La plus grande banque européenne par les actifs a déclaré un bénéfice avant impôt pour les six premiers mois de l’année de 4,32 milliards de dollars, en baisse par rapport aux 12,41 milliards de dollars de la même période l’année précédente, selon son état financier déposé en bourse lundi.

Le bénéfice a été inférieur à la moyenne de 5,67 milliards de dollars des estimations des analystes compilées par la banque.

Les résultats de HSBC ont renforcé la tendance des prêteurs à travers le monde à augmenter leurs réserves pour absorber les prêts douteux à un moment où les entreprises – de l’aviation au secteur de la vente au détail et de l’hôtellerie – sont ébranlées par l’impact de la pandémie COVID-19.

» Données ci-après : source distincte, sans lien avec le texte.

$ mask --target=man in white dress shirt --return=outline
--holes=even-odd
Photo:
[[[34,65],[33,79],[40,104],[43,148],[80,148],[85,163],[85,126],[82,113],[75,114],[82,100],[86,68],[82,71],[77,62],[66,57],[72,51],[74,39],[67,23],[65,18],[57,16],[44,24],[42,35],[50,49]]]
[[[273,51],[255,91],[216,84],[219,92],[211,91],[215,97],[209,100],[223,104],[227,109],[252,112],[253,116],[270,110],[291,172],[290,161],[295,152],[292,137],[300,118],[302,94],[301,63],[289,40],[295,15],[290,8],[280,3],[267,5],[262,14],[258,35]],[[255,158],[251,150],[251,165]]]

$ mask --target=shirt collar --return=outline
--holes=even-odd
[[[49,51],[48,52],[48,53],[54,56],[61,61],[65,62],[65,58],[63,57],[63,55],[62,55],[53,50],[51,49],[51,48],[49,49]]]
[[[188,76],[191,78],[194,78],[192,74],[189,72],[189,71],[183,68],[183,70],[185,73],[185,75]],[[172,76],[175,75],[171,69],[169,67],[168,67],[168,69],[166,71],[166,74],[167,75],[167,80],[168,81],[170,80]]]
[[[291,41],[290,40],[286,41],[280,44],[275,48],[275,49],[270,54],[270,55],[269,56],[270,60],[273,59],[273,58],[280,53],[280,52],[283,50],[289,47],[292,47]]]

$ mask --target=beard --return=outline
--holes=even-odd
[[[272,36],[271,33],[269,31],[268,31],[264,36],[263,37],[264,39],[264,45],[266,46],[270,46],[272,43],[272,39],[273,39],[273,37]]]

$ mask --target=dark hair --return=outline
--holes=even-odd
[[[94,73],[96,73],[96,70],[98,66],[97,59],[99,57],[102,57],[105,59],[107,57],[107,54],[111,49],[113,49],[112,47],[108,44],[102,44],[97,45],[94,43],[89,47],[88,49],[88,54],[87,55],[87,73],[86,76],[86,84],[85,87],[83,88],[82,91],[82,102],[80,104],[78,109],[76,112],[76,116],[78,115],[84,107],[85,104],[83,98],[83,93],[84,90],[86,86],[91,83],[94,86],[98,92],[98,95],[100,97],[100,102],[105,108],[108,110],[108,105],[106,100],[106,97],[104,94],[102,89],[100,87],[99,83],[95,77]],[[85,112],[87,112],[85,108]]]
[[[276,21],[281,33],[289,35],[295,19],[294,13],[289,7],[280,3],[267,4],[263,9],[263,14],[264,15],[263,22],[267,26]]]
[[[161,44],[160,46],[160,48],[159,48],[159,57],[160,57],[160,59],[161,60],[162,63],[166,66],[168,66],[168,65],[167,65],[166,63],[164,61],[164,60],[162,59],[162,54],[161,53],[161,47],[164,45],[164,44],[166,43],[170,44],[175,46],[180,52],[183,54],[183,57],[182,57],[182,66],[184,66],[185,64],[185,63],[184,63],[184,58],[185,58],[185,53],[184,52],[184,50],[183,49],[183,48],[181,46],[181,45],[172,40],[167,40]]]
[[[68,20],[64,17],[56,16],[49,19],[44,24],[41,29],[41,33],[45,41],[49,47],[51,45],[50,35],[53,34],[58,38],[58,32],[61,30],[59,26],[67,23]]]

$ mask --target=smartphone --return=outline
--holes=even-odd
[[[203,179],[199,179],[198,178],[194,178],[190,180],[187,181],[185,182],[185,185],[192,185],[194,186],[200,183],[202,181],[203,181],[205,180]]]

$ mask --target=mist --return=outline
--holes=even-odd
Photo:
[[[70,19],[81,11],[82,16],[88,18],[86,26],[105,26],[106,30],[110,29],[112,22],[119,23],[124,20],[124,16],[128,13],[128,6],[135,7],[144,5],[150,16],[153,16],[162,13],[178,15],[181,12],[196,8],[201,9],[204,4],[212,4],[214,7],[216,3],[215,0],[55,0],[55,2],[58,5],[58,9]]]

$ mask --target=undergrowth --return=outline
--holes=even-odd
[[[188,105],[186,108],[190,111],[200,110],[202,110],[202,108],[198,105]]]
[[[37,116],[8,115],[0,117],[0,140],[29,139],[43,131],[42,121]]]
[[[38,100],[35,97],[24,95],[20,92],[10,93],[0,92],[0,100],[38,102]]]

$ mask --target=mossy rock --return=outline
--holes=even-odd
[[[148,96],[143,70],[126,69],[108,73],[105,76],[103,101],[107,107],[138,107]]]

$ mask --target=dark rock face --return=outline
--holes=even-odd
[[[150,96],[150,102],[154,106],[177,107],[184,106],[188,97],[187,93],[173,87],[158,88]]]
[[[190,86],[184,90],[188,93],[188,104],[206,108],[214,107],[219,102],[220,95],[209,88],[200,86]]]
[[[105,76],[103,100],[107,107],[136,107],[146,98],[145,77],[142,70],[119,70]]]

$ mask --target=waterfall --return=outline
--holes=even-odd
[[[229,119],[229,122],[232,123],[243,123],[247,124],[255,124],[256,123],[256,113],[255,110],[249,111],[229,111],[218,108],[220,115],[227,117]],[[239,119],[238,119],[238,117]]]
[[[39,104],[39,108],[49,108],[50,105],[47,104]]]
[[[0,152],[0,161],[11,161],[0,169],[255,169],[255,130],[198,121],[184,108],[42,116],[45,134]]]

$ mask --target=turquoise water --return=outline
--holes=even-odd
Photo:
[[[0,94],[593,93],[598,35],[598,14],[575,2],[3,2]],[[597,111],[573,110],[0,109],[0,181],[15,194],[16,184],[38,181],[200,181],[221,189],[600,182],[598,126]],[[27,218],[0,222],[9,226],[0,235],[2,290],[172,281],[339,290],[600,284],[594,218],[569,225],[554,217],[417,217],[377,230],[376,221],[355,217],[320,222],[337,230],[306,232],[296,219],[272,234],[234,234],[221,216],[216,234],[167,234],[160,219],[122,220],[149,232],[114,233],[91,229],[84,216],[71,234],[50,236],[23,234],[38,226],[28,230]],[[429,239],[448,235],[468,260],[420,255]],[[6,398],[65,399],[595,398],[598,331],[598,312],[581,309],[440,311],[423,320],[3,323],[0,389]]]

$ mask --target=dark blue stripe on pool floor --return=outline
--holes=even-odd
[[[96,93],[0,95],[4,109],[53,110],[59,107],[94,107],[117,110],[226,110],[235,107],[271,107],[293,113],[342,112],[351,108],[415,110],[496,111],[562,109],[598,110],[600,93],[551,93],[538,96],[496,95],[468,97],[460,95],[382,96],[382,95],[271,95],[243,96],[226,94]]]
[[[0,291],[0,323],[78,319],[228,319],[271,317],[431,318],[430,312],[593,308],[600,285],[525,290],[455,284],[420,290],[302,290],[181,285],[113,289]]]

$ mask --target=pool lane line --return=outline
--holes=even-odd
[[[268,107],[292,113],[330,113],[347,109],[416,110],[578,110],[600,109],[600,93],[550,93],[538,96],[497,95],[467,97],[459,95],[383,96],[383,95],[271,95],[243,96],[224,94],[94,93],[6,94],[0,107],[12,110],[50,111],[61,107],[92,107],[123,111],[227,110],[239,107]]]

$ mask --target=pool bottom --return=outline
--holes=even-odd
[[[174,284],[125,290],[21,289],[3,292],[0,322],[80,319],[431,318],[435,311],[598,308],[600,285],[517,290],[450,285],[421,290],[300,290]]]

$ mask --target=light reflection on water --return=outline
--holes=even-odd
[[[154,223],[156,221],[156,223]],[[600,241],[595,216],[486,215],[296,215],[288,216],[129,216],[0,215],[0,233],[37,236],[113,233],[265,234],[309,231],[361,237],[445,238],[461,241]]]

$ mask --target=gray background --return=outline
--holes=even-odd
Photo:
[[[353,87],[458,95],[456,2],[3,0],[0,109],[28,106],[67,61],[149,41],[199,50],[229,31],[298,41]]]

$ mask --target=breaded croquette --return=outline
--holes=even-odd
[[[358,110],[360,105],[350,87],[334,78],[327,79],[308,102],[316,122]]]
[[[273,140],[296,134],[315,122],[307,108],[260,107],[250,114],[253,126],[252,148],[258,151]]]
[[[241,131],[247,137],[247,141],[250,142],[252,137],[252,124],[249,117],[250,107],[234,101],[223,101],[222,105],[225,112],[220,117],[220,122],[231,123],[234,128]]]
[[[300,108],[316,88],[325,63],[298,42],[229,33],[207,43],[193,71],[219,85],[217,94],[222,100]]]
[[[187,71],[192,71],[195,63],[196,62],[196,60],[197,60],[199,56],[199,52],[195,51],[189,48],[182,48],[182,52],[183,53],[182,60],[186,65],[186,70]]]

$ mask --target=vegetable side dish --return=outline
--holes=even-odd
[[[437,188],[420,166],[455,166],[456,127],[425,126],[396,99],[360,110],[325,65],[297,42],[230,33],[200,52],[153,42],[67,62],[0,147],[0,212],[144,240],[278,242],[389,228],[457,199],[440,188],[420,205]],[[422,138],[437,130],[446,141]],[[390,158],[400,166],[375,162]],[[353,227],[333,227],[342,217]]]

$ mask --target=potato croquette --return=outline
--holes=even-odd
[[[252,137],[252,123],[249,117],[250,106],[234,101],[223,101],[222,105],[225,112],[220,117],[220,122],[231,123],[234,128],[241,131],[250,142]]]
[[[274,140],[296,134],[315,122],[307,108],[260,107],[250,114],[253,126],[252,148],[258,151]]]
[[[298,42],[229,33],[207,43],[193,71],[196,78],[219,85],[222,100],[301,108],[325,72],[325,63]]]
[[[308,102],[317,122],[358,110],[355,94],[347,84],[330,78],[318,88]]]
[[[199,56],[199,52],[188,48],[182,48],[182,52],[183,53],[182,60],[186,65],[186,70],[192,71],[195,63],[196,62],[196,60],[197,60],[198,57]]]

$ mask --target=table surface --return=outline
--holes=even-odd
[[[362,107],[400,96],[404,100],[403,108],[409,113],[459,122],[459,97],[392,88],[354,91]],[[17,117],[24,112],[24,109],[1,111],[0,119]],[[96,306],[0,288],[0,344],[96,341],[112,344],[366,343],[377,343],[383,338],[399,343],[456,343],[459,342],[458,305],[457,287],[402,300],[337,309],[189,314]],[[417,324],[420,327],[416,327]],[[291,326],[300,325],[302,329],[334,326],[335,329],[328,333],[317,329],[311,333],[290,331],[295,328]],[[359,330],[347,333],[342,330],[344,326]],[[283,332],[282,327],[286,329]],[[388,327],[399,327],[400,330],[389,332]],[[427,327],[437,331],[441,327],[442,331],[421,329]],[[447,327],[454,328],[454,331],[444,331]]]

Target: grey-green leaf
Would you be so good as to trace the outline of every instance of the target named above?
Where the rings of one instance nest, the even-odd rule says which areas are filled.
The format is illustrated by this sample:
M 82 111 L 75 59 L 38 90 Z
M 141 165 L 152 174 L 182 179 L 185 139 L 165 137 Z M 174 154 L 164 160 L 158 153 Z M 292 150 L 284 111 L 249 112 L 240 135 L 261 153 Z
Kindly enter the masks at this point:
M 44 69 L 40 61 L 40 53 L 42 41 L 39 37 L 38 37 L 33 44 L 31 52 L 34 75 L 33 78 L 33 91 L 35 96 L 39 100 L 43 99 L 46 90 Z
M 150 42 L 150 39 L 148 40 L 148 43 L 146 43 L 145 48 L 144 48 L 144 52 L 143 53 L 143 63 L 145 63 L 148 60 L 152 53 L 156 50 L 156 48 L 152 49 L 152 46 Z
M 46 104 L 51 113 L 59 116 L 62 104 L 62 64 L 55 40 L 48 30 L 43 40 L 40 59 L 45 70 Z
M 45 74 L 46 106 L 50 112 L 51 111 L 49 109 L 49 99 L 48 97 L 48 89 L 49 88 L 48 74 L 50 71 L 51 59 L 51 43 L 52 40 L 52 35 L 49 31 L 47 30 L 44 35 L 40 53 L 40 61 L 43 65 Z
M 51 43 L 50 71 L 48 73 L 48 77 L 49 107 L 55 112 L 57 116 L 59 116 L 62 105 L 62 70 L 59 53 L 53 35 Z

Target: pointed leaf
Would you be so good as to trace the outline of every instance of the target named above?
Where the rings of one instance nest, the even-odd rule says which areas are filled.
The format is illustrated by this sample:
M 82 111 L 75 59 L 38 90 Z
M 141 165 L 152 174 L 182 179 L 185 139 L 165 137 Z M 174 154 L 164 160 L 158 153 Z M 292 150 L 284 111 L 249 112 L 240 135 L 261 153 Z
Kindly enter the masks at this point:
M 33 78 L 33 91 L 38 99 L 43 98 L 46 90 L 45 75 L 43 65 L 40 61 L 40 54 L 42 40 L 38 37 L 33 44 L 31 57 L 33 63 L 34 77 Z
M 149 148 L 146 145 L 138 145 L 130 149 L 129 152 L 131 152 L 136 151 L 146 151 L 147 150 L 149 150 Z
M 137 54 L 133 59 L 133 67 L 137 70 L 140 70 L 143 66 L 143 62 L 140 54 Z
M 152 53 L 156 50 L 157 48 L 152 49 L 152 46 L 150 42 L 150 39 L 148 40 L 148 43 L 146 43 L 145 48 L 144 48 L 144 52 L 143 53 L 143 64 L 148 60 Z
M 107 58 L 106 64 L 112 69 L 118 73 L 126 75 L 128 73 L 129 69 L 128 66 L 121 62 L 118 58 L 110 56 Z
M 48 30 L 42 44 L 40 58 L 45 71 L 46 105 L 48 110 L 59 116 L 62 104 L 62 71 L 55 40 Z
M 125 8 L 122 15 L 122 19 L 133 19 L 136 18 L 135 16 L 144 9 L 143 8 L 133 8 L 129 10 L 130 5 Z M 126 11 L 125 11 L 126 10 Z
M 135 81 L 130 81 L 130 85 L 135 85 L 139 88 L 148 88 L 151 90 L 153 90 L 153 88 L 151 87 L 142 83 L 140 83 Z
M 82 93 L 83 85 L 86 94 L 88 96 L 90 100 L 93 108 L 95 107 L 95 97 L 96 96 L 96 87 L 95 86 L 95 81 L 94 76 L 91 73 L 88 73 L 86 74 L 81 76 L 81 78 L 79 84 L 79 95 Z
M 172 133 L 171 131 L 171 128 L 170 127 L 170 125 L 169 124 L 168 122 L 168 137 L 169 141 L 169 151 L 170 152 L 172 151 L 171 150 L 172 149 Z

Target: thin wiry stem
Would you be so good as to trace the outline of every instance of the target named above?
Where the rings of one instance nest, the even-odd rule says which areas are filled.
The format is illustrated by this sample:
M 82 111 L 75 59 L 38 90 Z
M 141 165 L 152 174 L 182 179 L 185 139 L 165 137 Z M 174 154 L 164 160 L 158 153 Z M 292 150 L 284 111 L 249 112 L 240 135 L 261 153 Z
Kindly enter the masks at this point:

Les provisions pour dépréciation de crédit de la banque au cours du premier semestre ont grimpé en flèche pour atteindre 6,9 milliards de dollars, contre 1 milliard de dollars à la même période de l’année précédente, selon le dépôt. Elle avait mis de côté 3 milliards de dollars pour couvrir les pertes sur prêts au cours du premier trimestre.

Les charges de dépréciation comprennent une réduction de valeur de 1,2 milliard de dollars sur la valeur des logiciels qu’elle possède, principalement en Europe, a-t-elle déclaré.

HSBC a déclaré que le total de ses provisions pour créances douteuses pourrait se situer entre 8 et 13 milliards de dollars en 2020, ce qui est supérieur à ses prévisions d’avril car cela reflète l’assombrissement des perspectives économiques mondiales et des pertes réelles plus importantes que prévu au deuxième trimestre.

La banque a également averti qu’elle s’attend à une baisse de son ratio de fonds propres de base, une mesure clé de la solidité financière, cette année, car la baisse des notations de crédit a un impact sur son ratio d’actifs pondérés par le risque.

Les revenus d’HSBC ont chuté de 9 % au cours du semestre, les réductions des taux d’intérêt mondiaux et la baisse de la valeur de marché des actifs de la banque d’investissement et de l’assurance l’emportant sur la hausse des revenus de ses activités de négociation.

“Compte tenu du degré élevé d’incertitude actuel, nous continuons à suivre de près les implications sur notre plan d’entreprise et nos objectifs financiers à moyen terme, tout en procédant à un réexamen de notre future politique de dividende”, a déclaré le PDG Noel Quinn dans la déclaration.

En plus des difficultés rencontrées par Quinn, la banque a été prise dans le collimateur des troubles politiques à Hong Kong, dont l’économie s’est contractée au quatrième trimestre de la période avril-juin, affichant la deuxième plus forte baisse jamais enregistrée.

“Nous ferons face à tous les défis politiques qui se présenteront en nous concentrant sur les besoins à long terme de nos clients et les meilleurs intérêts de nos investisseurs”, a déclaré M. Quinn.